Table 33.1 Iterative stages in EarlyStatistics project

With an emphasis on reflection and teacher community embedded in experiences that build teachers’ understanding and teaching repertoire of key ideas in statistics, the EarlyStatistics project highlighted the diverse ways that teachers adapt to teaching statistical investigations. For example, in their reflections, teachers focused on the significance of problem-solving in statistics, the difficulties of developing well-chosen statistical activities, the importance of creating a classroom environ­ment that engaged students, or the challenges of envisioning and implementing statis­tical investigations (Azcárate, Serrado, Cardeñoso, Meletiou-Mavrotheris, & Paparistodemou, 2008).

5.2 Developing Expertise in Teaching Statistical Inquiry

The aim of this study was to understand development of primary teachers’ confi­dence, commitment, and expertise as they gained experience with teaching inquiry in a supportive environment.

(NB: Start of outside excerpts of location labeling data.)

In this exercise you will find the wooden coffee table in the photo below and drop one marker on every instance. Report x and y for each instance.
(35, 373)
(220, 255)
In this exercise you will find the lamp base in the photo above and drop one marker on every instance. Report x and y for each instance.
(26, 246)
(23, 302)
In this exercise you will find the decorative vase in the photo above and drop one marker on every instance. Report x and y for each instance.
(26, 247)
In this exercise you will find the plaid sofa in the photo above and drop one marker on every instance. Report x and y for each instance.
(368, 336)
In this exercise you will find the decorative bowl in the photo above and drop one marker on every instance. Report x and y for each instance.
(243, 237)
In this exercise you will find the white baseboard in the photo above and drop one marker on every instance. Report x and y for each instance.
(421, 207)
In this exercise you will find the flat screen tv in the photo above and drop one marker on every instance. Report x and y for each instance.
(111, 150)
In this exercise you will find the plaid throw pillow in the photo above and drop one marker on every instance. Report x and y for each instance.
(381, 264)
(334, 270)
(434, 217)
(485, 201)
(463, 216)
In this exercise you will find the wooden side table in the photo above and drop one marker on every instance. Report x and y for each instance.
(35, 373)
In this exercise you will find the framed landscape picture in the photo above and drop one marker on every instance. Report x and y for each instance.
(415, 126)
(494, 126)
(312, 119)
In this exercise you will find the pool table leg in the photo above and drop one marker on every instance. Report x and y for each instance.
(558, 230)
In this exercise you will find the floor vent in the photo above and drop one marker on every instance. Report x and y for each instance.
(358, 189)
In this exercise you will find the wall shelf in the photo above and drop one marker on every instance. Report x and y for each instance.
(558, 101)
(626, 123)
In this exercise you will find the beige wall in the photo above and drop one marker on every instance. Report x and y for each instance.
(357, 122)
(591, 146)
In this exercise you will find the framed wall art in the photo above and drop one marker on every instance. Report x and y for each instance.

Throughout the study, teachers designed or modified published units and taught three to four inquiry units per year to their students. Outcomes of the study produced a model (Makar, 2008) to describe the diversity of teachers’ evolving experiences in teaching statistical inquiry over time, with four phases to describe common patterns in the teachers’ classroom focus (Fig. 33.1) that are analysed below.

Fig. 33.1

A model of learning to teach statistical inquiry

Orientation cycle. The orientation cycle represented teachers’ initial experience in teaching statistical inquiry. Being able to envision the inquiry process in a class­room setting was by far the most challenging hurdle for the teachers in this cycle (Makar, 2010). Teachers typically found their first unit quite difficult as they wrestled with unexpected learning outcomes that surfaced. They often blamed themselves for not anticipating outcomes rather than seeing this as the nature of inquiry. During their initial experiences, it was apparent that the teachers’ main concerns were in envisioning what statistical inquiry is, coming up with an interesting problem, and engaging with structural aspects of their classroom (e.g., group work, eliciting and supporting student independence). Addressing these challenges became a focus of their teaching in the next cycle.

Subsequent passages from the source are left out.